2. Bagaimana penyebaran Islam di Indonesia ?
3. Bagaimana peran Malaka dalam penyebaran Islam ?
BAB II
PEMBAHASAN
PEMBAHASAN
1. Proses Masuknya Islam ke Indonesia
Penyebaran Islam merupalan salah satu proses yag sangat penting dalam sejarah Indonesia, tapi juga paling tidak jelas. Tampaknya, para pedagang muslim sudah ada di sebagian wilayah Indonesia selama beberapa abad sebelum Islam menjadi agama yang mapan dalam masyarakat-masyarakat local. Kapan, mengapa, dan bagaimana konversi penduduk Indonesia ini mulai terjadi telah diperdebatkan oleh beberapa ilmuan. Tetapi, kesimpulan pasti tidak mungkin dicapai karena karena sumber-sumber yang ada tentang islamisasi sangat langka san sering sangat tidak informatif. Secara umum, ada dua proses yang mungkin telah terjadi. Pertama, penduduk pribumi mengalami kontak dengan agama Islam dan kemudian menganutnya. Proses kedua, orang-orang asing (Arab, India, Cina, dll.) yang telah memeluk Islam tinggal secara tetap disuatu wilayah Indonesia, kawin dengan penduduk asli, dan mengikuti gaya hidup penduduk local sedemikian rupa sehingga mereka sudah menjadi orang Jawa. Melayu, atau suku lainnya. Kedua proses ini mungkin sering terjadi bersama-sama. Dan, apabila sedikit pentunjuk yang masih ada tadi menunjukkan, misalnya, bahwa suatu dinasti muslim telah berkedudukan mapan disuatu wilayah, maka sering kali mustahil untuk mengetahui mana yang lebih berpran diantara kedua proses itu.

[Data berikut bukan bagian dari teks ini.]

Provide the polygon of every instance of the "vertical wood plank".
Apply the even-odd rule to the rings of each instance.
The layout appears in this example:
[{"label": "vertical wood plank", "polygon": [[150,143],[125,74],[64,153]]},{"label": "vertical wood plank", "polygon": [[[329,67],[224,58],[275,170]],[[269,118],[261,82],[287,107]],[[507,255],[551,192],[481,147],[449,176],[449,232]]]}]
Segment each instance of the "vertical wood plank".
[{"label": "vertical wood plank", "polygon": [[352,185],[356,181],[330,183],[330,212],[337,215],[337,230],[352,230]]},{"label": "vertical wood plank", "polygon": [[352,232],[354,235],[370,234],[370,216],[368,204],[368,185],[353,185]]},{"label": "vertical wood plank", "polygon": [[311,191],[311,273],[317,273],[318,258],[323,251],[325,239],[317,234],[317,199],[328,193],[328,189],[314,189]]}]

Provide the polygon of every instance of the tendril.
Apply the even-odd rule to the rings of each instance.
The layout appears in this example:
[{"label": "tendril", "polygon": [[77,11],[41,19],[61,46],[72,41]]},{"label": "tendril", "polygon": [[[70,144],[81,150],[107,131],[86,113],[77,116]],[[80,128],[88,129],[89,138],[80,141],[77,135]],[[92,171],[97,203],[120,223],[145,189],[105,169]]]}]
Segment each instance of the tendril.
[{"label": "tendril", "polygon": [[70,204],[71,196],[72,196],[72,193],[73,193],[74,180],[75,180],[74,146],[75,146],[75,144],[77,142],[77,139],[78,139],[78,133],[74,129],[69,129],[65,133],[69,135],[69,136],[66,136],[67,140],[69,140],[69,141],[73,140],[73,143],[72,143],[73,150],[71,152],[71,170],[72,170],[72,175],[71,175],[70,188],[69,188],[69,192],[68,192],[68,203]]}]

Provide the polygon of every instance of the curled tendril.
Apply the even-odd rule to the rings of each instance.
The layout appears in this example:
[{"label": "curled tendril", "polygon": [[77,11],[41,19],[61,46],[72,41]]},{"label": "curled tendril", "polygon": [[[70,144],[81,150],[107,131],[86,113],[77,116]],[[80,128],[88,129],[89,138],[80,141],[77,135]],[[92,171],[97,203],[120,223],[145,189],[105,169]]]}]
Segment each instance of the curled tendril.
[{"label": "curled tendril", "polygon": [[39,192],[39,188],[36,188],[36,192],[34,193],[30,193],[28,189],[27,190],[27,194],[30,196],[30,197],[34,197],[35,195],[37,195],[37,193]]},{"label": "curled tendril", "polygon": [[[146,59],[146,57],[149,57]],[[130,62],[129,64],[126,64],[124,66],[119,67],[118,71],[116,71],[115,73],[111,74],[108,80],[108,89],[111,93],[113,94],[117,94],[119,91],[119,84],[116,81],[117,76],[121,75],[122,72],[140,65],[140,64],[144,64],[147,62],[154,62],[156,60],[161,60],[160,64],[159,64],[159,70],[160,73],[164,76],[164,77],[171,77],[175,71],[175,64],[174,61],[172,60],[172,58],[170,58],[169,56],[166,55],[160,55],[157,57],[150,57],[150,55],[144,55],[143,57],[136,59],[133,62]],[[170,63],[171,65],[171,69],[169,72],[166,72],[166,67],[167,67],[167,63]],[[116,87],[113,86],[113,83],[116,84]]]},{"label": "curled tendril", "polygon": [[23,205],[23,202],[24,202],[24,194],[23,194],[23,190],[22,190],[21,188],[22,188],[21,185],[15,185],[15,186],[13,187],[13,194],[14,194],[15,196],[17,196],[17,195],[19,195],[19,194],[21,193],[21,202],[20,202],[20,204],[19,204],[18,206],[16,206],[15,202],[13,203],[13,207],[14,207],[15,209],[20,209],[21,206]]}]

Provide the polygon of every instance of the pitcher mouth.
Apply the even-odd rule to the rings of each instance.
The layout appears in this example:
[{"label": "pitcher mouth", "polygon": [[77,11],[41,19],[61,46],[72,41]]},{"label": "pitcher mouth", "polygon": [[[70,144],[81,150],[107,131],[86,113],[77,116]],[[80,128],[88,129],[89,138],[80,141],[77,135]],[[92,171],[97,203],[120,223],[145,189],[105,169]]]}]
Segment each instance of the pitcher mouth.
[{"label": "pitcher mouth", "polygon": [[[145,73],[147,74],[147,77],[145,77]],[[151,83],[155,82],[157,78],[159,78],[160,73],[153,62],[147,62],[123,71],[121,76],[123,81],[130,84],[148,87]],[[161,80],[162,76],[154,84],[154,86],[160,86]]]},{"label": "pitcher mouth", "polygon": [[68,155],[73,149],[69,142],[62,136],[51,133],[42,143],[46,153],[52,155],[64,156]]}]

Dapat dipastikan bahwa Islam sudah ada di Asia Tenggara sejak awal zaman Islam. Setidaknya pada abad IX sudah ada ribuanpedagang muslim di Kanton. Kontak-kontak antara Cina dan dunia Islam itu terpelihara terutama lewat jalur laut melalui peraitan Indonesia. Karena itu tidak aneh bila orang-orang Islam tampak memainkan peran-peran penting dalam urusan-urusan Negara perdagangan yang besar di Sumatera yang beraga Buddha, Sriwijaya yang didirikan pada akhir abd VII, utusan-utusan Sriwijaya ke istana Cina memiliki nama Arab. Pada tahun 1282, raja Samudera di Sumatera bagian utara mengirirm dua utusan bernama Arab ke Cina. Sayangnya, kehadiran muslim-muslim dari luar di kawasan Indonesia tidak menunjukkan bahwa Negara-negara Islam local telah berdiri tidak juga bahwa telah terjadi perpindahan agama dari penduduk local dalam tingkat yang cukup besar. Bukti yang paling dapat dipercaya mengenai penyebaran Islam dalam suatu masyarakat lokal Indonesia adalah berupa prasasti-prasasti Islam dan sejumlah catatan para musafir. Batu nisan muslim tertua yang ada, yang tarikhnya terbaca jelas, ditemukan Leran, Jawa Timur, dan bertarikh tahun 475 H (1082 M). Ini nisan seorang wanita, puteri seorang yang bernama Maimun. Namun sepertinya nisan ini sebenarnya tidak dipasangkan pada sebuah kuburan di Jawa, tetapi terdampar di kota pelabuhan Leran setelah sempat digunakan sebagai jangkar sebuah kapal dari Timur Tengah. Karena si almarhumah tampaknya seorang muslim non-Indonesia, maka batu ini tidak memberi kejelasan apa pun mengenai mapannya agama Islam di tengah-tengah penduduk Indonesia. Perdebatan-perdebatan mengenai kepentingan relatif para pedagang dan kaum sufi serta mengenai sumber asing Islam Indonesia telah membuat kaburnya suatu aspek islamisasi yang penting. Pada umumnya islamisasi dianggap sebagai suatu proses damai karena tidak ada satu pun bukti mengenai akspidisi-ekspidisi militer asing yang memaksakan agama ini melalui penakhlukan. Akan tetapi, segera setelah sebuah kerajaan Islam berdiri di Indonesia, agama Islam kadang-kadang disebarkan dari sana ke kawasan-kawasan lain melalui peperangan.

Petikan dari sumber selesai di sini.